Вдруг Оля исчезла, а вместо неё на Зою смотрела её мама, но смотрела она как-то неестественно, как изображение с фотографии. Гримаса удивления исказила лицо.
– Ты кто? – спросило изображение.
– Мама! Ты что, меня не узнаёшь? Я же Зоя, твоя дочь!
– Зоя? Моя дочь? Я тебя не знаю.
– Мама, мама, я Зоя, твоя дочь, – кричала Зоя. Проснулась она от собственного крика.

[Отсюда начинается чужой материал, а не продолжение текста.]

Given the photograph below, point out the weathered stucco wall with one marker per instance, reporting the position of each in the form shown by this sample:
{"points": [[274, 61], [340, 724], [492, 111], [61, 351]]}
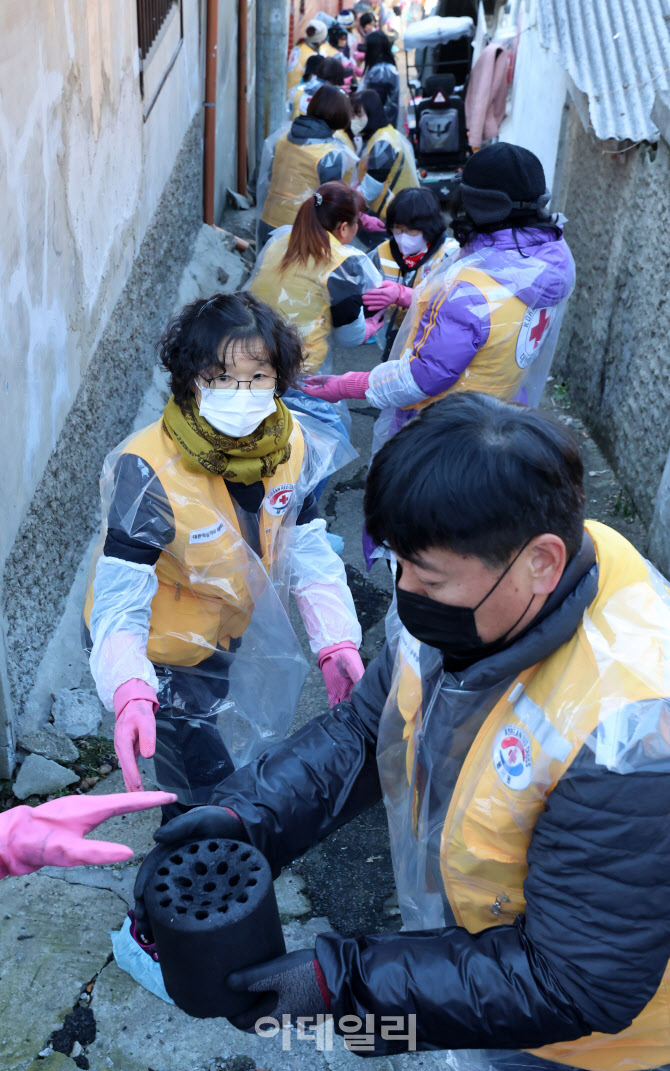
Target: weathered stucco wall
{"points": [[614, 346], [101, 208], [80, 177]]}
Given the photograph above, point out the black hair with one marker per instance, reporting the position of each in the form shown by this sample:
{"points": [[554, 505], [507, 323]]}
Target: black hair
{"points": [[369, 102], [331, 105], [476, 476], [311, 66], [378, 49], [332, 70], [192, 342], [335, 32], [419, 209]]}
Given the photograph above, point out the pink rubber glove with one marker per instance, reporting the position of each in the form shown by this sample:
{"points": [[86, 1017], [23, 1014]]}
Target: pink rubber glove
{"points": [[389, 293], [370, 222], [341, 667], [52, 833], [135, 733], [372, 325], [352, 385]]}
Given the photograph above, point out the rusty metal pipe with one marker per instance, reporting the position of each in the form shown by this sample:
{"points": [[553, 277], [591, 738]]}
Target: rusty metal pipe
{"points": [[210, 111], [242, 42]]}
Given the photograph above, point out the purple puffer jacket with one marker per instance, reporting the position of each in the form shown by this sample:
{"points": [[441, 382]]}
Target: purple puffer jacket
{"points": [[539, 270]]}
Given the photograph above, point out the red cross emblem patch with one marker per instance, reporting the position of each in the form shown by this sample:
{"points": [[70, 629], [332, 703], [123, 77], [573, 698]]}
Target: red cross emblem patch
{"points": [[534, 330], [278, 498]]}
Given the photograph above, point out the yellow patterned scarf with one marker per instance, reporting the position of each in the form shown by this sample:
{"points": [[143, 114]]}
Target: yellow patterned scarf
{"points": [[242, 461]]}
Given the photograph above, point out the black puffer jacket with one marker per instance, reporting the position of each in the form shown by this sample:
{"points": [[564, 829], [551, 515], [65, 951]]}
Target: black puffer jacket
{"points": [[591, 949]]}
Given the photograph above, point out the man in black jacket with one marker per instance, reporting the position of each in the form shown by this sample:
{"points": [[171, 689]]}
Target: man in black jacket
{"points": [[516, 725]]}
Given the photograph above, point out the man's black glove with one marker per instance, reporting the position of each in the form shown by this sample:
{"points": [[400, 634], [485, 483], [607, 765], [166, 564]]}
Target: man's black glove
{"points": [[292, 984], [200, 824]]}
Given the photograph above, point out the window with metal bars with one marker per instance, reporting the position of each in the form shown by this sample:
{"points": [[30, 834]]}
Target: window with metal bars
{"points": [[151, 15]]}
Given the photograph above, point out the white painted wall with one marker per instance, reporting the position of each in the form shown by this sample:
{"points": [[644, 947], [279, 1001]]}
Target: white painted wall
{"points": [[538, 90], [80, 177]]}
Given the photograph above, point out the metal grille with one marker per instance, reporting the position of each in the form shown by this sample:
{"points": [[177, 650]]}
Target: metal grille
{"points": [[151, 15]]}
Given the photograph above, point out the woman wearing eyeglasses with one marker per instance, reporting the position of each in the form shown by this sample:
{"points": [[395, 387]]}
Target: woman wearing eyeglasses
{"points": [[209, 522]]}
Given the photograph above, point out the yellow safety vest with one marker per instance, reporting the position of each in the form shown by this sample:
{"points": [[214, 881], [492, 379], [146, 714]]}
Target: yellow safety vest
{"points": [[495, 806], [493, 370], [390, 269], [203, 597], [298, 60], [301, 293], [401, 176], [294, 177]]}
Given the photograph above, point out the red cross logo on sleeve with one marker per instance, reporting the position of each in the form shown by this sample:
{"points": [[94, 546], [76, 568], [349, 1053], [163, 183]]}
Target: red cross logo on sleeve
{"points": [[539, 328]]}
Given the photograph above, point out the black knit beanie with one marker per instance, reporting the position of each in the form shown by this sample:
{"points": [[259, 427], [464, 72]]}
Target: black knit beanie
{"points": [[509, 168], [502, 181]]}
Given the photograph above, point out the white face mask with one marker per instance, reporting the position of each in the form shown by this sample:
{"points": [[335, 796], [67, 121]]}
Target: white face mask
{"points": [[410, 244], [238, 412]]}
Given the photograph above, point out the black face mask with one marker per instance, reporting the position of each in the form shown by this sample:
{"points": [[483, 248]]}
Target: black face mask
{"points": [[452, 629]]}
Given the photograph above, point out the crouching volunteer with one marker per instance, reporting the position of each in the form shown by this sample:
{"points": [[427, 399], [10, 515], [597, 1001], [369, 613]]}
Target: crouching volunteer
{"points": [[299, 159], [314, 276], [518, 736], [386, 164], [416, 244], [487, 320], [209, 521]]}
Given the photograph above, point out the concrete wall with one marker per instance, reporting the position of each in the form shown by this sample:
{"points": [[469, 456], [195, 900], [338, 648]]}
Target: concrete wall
{"points": [[80, 178], [85, 285], [614, 345], [537, 96]]}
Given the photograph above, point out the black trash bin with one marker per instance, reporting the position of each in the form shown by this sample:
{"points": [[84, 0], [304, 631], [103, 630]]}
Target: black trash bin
{"points": [[212, 910]]}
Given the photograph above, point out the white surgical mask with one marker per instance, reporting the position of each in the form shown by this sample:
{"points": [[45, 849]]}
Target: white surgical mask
{"points": [[238, 412], [410, 244]]}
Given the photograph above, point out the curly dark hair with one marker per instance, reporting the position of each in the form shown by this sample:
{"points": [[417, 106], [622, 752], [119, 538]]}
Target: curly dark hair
{"points": [[192, 342]]}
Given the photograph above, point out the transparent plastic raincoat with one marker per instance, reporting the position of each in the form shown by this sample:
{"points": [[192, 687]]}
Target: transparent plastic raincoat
{"points": [[295, 161], [528, 802], [487, 319], [188, 590], [467, 772], [308, 295], [386, 166]]}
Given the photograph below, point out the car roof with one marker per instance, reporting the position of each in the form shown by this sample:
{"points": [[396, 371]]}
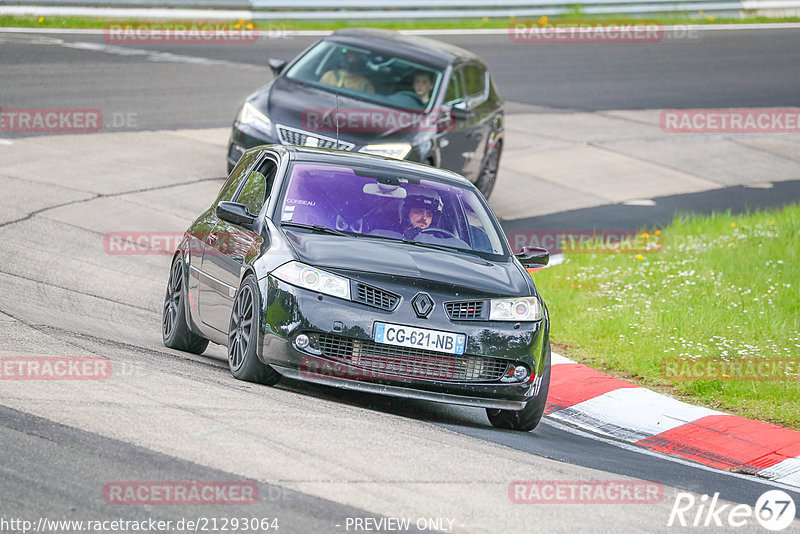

Ей потребовалось время, чтобы прийти в себя, а когда она наконец снова уснула, снов больше не было.
В школе всё было как обычно, если не считать толстой жёлтой бабочки, которая летала вокруг неё; она безбоязненно садилась ей на нос, щекотала ей щёки, глаза, лоб. Зое постоянно хотелось отмахнуться, и она уже подумала, что это какой-то тик, но когда через несколько дней к ней после уроков подошла Оля и посмотрела прямо в глаза, бабочка исчезла.
– Можно мне с тобой пройтись немного? – спросила Оля.
– Зачем? – спросила Зоя.
– Зинаида Яковлевна мне всё рассказала. Так это правда, что твоя мама была пианисткой и композитором? А твой дядя был оперным певцом и даже поступил в Консерваторию?
– Правда.
– Никогда бы не подумала!
– Почему?
– Да просто… ты не выглядишь, как дочь пианистки… и как племянница оперного певца.
– Да неужели?
Оля сделала вдох, как если бы хотела зевнуть, но зевка не получилось.
– Что, не выспалась? – равнодушно спросила Зоя.